Eileen’s Story: When Mammograms Took a Back Seat

At first, Eileen Lampert was diligent about getting regular mammograms. But as happens far too often, mammograms took a back seat to other things in her life.

Eileen had just moved to Dayton from Florida to be with her daughters. It had been five years since she’d had a mammogram. Other things took precedence, like hurricanes, the birth of a grandchild, and her younger daughter's wedding.

In Dayton, Eileen discovered a lump in her left breast. At first she ignored it, thinking it was a blocked milk duct. But the lump began to grow, so she went to see a medical oncologist at Miami Valley Hospital. A biopsy confirmed that Eileen had a malignant tumor that had been growing for two years.

Suddenly, panic set in. Eileen's mother and sister had both been through breast cancer. Her mother's cancer was not diagnosed for two years. She died soon after starting treatment. And now Eileen—still in her 50s—found herself in what appeared to be the same place.

Eileen’s oncologist immediately referred her to a team of cancer care specialists including a medical oncologist, radiation oncologist, and Amy McKenna, one of Miami Valley Hospital's breast cancer navigators. In addition to helping oncology patients plan their care and providing the information they need to make decisions, McKenna helps patients deal with the emotional aspects of cancer.

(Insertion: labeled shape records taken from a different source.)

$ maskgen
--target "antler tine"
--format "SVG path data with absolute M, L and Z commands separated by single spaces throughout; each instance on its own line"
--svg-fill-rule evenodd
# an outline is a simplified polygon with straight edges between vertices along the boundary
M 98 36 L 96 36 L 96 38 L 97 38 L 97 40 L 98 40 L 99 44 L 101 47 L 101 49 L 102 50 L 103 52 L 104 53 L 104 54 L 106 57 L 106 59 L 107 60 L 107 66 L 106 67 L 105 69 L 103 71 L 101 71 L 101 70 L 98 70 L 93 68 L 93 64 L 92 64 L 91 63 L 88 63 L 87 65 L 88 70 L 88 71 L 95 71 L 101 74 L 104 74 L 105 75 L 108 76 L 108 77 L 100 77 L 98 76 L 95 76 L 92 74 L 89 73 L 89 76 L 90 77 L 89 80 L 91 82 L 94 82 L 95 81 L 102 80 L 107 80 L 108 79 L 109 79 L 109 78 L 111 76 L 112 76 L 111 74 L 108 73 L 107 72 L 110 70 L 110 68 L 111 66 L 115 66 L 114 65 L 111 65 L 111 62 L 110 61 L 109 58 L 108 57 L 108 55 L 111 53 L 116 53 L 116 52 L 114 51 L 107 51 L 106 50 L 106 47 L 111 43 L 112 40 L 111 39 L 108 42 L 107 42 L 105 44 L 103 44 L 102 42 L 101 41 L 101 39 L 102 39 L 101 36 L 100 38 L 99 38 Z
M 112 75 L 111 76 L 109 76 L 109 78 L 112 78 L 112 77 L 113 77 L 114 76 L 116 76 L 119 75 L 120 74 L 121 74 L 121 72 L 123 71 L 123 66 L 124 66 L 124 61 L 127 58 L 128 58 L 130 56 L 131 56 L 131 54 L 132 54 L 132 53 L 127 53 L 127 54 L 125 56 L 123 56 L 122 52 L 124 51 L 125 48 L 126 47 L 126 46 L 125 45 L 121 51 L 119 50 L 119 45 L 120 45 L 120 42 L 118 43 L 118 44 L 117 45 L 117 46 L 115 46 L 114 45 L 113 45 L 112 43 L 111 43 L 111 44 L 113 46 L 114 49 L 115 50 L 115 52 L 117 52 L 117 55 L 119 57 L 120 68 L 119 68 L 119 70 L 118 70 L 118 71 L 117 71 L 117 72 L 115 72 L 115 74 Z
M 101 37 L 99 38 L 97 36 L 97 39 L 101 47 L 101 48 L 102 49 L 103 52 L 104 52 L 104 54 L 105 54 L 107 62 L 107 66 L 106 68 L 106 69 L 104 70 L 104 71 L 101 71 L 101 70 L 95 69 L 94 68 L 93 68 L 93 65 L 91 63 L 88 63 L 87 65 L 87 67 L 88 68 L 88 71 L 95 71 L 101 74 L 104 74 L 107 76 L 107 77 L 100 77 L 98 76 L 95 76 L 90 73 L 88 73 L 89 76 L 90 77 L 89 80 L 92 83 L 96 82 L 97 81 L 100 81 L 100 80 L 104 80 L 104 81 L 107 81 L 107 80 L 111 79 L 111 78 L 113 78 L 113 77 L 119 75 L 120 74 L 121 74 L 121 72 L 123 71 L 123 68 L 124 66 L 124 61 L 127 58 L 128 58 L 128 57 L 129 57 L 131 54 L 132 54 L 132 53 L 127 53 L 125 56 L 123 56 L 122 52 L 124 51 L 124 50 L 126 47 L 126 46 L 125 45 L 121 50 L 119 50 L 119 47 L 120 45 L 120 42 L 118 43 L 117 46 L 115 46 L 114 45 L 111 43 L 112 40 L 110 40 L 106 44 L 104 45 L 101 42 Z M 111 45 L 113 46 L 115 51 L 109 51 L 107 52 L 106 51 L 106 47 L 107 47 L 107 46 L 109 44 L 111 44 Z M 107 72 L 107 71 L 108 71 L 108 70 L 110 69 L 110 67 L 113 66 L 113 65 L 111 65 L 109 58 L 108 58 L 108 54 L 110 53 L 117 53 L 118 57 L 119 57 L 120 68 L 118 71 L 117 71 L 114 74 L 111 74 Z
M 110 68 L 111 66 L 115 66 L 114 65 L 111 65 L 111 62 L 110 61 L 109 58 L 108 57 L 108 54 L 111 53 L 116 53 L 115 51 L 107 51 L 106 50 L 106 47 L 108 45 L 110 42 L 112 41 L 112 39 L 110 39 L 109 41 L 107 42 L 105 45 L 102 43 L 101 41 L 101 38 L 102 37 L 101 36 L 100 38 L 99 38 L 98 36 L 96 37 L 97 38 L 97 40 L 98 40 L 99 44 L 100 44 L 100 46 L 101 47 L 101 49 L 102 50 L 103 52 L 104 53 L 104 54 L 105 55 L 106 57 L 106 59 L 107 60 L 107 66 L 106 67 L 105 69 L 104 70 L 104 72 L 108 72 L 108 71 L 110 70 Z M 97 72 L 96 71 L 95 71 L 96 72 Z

Eileen had unpleasant memories of the difficulties her father had with chemotherapy before he died of lung cancer. McKenna helped ease Eileen’s concerns, reviewing options available to her, including new drugs with fewer side effects. After treatment, Eileen's tumor began shrinking, and she felt sick only twice.

After the tumor shrank, Eileen had a double mastectomy. She credits McKenna for helping her through the experience. And Eileen was thankful for the support of daughters and a granddaughter living nearby.